Friday, September 21, 2012

Catholics Ignoring Bishops, Trending Democratic As U.S. Elections Near: Polling Data, My Reflections



Snatching a free moment later in the day to catch up on news-reading--and to post the following:


At his Queering the Church site, Terry Weldon notes that a Pew Forum survey just released shows Catholics in the U.S. breaking for Obama in the 2012 elections--this despite months and months of incessant, blowzy, overheated rhetoric by the U.S. Catholic bishops about purported (and completely imaginary) attacks of the Obama administration on Catholics' religious freedom.  (Even now, John Allen at National Catholic Reporter continues shamefully to beat the papal drum about these imaginary attacks--but see the wonderful corrective comments in the thread following Allen's piece by Jerry Slevin and Petrus Romanus.)

At the Commonweal blog site, J. Peter Nixon also has a posting with a thread following it re: the Pew Forum polling data.

Terry's valuable summary of the Pew findings:

  • Catholic voters support Obama ahead of Romney by a 16% margin: 54% to 39%.
  • Catholic support has increased, particularly over the six months since April: from 45% (when he lagged 5 points behind Romney) to 54% – a net turnaround of 21%.
  • The Catholic support, and its increase, is seen among all Catholics, and also in the White sub-sample (where it is higher than any either specified religious group).

As Terry concludes,

We also need to consider – why the disparity between partisan support by the bishops, and by other Catholics? Could it be that the bishops’ concerns are based on sexual matters, and especially contraception and gay marriage – and other Catholics are more concerned with issues around justice and support for the poor- as taught in the Gospels? 
Just asking.

I think Terry's absolutely on the right track to ask these questions.  I find it interesting to read the Pew Forum results side by side with the hot-off-the-press findings of the Public Religion Research Institute study entitled "Beyond Gods and Guns: Understanding the Complexities of the White Working Class in America."  As Joan Walsh notes at Salon, this study shows the white working class much less typically conservative than many of us have tended to think--with one exception: Southern white working-class citizens continue to trend much more strongly conservative on one issue after another than their counterparts in the rest of the nation.

The PRRI study finds

  • In mid-August, Romney was leading by 40 points among white working-class voters in the South. In other parts of the country, neither candidate had a commanding lead among working-class voters in the same time frame.
  • White working-class citizens in the South are far more likely to live in households with firearms  than are their counterparts in other parts of the country. 
  • There is far greater opposition to same-sex marriage among Southern white working-class folks than among white working-class Americans in other regions. While only 32% of white working-class Southerners favor permitting gay and lesbian people to marry, 44% do so in the Midwest, 47% in the West, and 57% in the Northeast.
  • "White working-class Americans in the West (40%), Midwest (48%), and Northeast (48%) are less likely than white working-class Americans in the South (58%) to believe that over the past few decades, the government has paid too much attention to the problems of blacks and other minorities."

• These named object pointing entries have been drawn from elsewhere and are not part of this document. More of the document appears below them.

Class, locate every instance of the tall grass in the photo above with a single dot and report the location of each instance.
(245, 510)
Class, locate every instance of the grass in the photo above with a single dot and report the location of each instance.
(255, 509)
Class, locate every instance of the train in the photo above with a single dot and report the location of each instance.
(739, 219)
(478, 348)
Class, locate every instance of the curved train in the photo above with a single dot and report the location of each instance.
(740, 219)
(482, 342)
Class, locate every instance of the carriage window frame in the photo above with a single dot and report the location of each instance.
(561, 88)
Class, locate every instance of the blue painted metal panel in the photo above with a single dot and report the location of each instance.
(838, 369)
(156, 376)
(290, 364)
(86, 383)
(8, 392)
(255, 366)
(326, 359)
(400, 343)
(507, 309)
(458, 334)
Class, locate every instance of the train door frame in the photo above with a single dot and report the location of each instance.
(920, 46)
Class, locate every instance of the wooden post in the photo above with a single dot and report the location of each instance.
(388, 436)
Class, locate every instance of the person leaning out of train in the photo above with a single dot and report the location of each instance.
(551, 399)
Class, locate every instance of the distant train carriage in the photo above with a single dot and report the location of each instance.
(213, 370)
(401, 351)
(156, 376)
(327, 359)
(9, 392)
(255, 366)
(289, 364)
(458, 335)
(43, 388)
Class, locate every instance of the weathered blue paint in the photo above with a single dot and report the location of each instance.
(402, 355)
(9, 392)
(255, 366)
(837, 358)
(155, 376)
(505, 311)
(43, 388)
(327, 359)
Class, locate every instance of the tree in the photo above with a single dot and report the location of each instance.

To repeat: the PRRI study shows that working-class whites in the South (and that's to say, largely evangelical people) are far and away the most solid GOP bloc among working-class voters.  White Southern working-class voters are also far and away more opposed to gay marriage than their counterparts elsewhere.  They are also more inclined to be hostile to immigrants and to those they imagine to be sponging off the government.

And from these data I conclude that the U.S. bishops have made a costly bargain--I'm tempted, in fact, to call it a bargain with the devil--in allying themselves with the religious right in the latter decades of the 20th century and the first part of the 21st century.  In allying themselves with the religious right, whose base is among precisely those Southern white working-class evangelicals whose attitudes and beliefs differ significantly from the attitudes and beliefs of their white working-class counterparts in the rest of the nation--many of whom are Catholic . . . .  The bishops have allied themselves with what turns out to be a very narrow constituency of those who do not, in fact, reflect or support what have traditionally been considered core "Catholic values" in any area other than sexual morality.

The bishops' carefully crafted political alliance with white evangelical Southerners who constitute the foot soldiers of the religious right, and their willingness to walk lockstep with the religious right in its anointing of the GOP as God's party, are seriously eroding any moral credibility the Catholic bishops have left.  This alliance has assured that the bishops are increasingly marginalizing themselves as the power of the religious-right demographic on which they've pinned their hopes wanes . . . 

While a majority of American Catholics, including Hispanic Catholics, the growing demographic edge of American Catholicism, simply ignore the mitered gentlemen as they play at politics.  And as they yammer on about their religious freedom being under attack.

As they yammer on about this even as they try to restrict the religious freedom of everyone who doesn't buy into their anti-contraceptive, anti-women, and anti-gay agenda!